**Insert Banner Here**

# Introduction to Data Science and Basketball

This series of notebooks is designed to introduce you to the foundational concepts and techniques used in data science, with a focus on basketball data.

As our world becomes increasingly data-driven, the ability to analyze, visualize, and draw insights from large and complex datasets is becoming an essential skill. Data science can provide you with the tools to make better decisions and solve complex problems.

We will use [Python](https://www.python.org/) as our programming language in [Jupyter notebooks](https://jupyter.org/) since that is how data science is usually done in the real world.
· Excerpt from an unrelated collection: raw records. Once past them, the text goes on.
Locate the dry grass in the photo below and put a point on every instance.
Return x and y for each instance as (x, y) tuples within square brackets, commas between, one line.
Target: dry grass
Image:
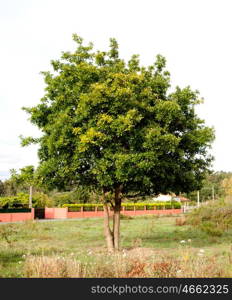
[(130, 264)]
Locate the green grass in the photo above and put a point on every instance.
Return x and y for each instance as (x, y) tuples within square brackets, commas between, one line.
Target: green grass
[(83, 239)]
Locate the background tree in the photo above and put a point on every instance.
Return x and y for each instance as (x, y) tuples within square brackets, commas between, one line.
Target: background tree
[(114, 126), (2, 189)]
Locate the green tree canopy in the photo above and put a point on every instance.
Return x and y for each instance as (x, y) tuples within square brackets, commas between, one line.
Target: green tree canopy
[(114, 125)]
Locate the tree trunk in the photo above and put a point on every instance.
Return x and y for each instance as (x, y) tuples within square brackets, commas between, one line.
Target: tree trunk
[(107, 230), (116, 219)]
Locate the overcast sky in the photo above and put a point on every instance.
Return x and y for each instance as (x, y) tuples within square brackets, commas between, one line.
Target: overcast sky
[(193, 35)]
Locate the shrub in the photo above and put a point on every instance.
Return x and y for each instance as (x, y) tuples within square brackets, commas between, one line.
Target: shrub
[(127, 206)]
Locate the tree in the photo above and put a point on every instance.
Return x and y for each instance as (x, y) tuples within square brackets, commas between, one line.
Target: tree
[(113, 125), (2, 189)]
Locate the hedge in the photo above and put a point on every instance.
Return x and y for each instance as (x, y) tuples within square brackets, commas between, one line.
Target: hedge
[(14, 210), (127, 206)]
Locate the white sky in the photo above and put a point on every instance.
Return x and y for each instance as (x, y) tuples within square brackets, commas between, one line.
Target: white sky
[(193, 35)]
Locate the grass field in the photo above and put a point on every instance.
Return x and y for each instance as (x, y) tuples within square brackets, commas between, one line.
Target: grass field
[(151, 247)]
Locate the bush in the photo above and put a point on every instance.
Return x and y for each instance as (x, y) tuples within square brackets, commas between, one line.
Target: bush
[(127, 206), (21, 200)]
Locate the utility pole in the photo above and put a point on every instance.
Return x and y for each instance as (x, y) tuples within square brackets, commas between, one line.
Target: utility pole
[(213, 193), (30, 197), (198, 198)]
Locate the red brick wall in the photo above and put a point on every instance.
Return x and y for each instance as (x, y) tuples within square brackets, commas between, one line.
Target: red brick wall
[(14, 217), (89, 214)]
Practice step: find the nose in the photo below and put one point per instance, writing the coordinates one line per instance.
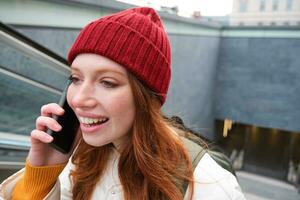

We also use Python because it has great [code libraries](https://www.geeksforgeeks.org/libraries-in-python/) for data science, such as [pandas](https://pandas.pydata.org/) and [Plotly](https://plotly.com/python/).

Each notebook will focus on a specific topic, and will provide examples and exercises to help solidify your understanding.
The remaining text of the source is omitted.